Monday, December 14, 2015

Chicago Museum of Art: Vincent Van Gogh's First Known Self Portrait

According to Wikipedia:

Vincent Willem van Gogh (Dutch: [ˈvɪnsɛnt ˈʋɪləm vɑn ˈɣɔx];[note 1] 30 March 1853 – 29 July 1890) was a Dutch and post-Impressionist painter whose work had a far-reaching influence on 20th-century art. His output includes portraits, self portraits, landscapes and still lifes of cypresses, wheat fields and sunflowers. He drew as a child but did not paint until his late twenties; most of his best-known works were completed during the last two years of his life. In just over a decade, he produced more than 2,100 artworks, including 860 oil paintings and more than 1,300 watercolors, drawings, sketches and prints.
Van Gogh was born to upper middle class parents. He spent his early adulthood working for a firm of art dealers, and traveled between The Hague, London and Paris, after which he taught in England at Isleworth and Ramsgate. He was deeply religious as a younger man and aspired to be a pastor. From 1879 he worked as a missionary in a mining region in Belgium where he sketched people from the local community, and in 1885 painted his first major work The Potato Eaters.
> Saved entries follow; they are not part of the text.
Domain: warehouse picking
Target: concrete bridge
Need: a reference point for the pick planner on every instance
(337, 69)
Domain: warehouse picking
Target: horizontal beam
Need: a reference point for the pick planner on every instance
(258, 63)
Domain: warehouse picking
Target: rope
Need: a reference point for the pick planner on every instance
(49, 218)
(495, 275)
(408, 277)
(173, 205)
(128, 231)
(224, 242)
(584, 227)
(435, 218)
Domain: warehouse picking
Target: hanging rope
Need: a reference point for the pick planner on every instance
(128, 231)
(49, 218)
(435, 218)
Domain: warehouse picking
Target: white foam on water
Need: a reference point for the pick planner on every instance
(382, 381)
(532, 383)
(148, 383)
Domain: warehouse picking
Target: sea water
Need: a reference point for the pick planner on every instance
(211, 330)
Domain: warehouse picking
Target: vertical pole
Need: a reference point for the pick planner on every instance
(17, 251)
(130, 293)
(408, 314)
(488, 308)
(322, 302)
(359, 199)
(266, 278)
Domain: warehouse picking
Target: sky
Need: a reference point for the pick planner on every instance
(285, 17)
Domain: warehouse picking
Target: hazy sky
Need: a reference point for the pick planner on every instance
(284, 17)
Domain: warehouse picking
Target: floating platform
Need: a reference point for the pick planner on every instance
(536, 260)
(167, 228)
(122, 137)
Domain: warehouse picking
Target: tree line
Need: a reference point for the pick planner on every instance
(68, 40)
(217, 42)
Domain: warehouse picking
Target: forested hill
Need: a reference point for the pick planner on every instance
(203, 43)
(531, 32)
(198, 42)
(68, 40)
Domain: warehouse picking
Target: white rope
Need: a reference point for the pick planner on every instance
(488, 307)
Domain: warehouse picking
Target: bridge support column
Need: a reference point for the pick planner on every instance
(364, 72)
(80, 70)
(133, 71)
His palette then consisted mainly of somber earth tones and showed no sign of the vivid coloration that distinguished his later paintings. In March 1886, he moved to Paris and discovered the French Impressionists. Later, he moved to the south of France and was influenced by the region's strong sunlight. His paintings grew brighter in color, and he developed the unique and highly recognizable style that became fully realized during his stay in Arles in 1888.
After years of anxiety and frequent bouts of mental illness,[1][2] he died aged 37 from a self-inflicted gunshot wound. The extent to which his mental health affected his painting has been widely debated by art historians. Despite a widespread tendency to romanticize his ill health, art historians see an artist deeply frustrated by the inactivity and incoherence wrought through illness. His late paintings show an artist at the height of his abilities, completely in control, and according to art critic Robert Hughes, "longing for concision and grace".[3]

Below is what is believed to be his first self portrait. 


The placard at the museum mentions that this style was more inline with the Master's, like Rembrandt.  However, Van Gogh is also now working with complimentary colors.  This is much more in line with the Parisian avant-garde .

Here you can see the backdrop blending into his beard and mustache and even into his jacket.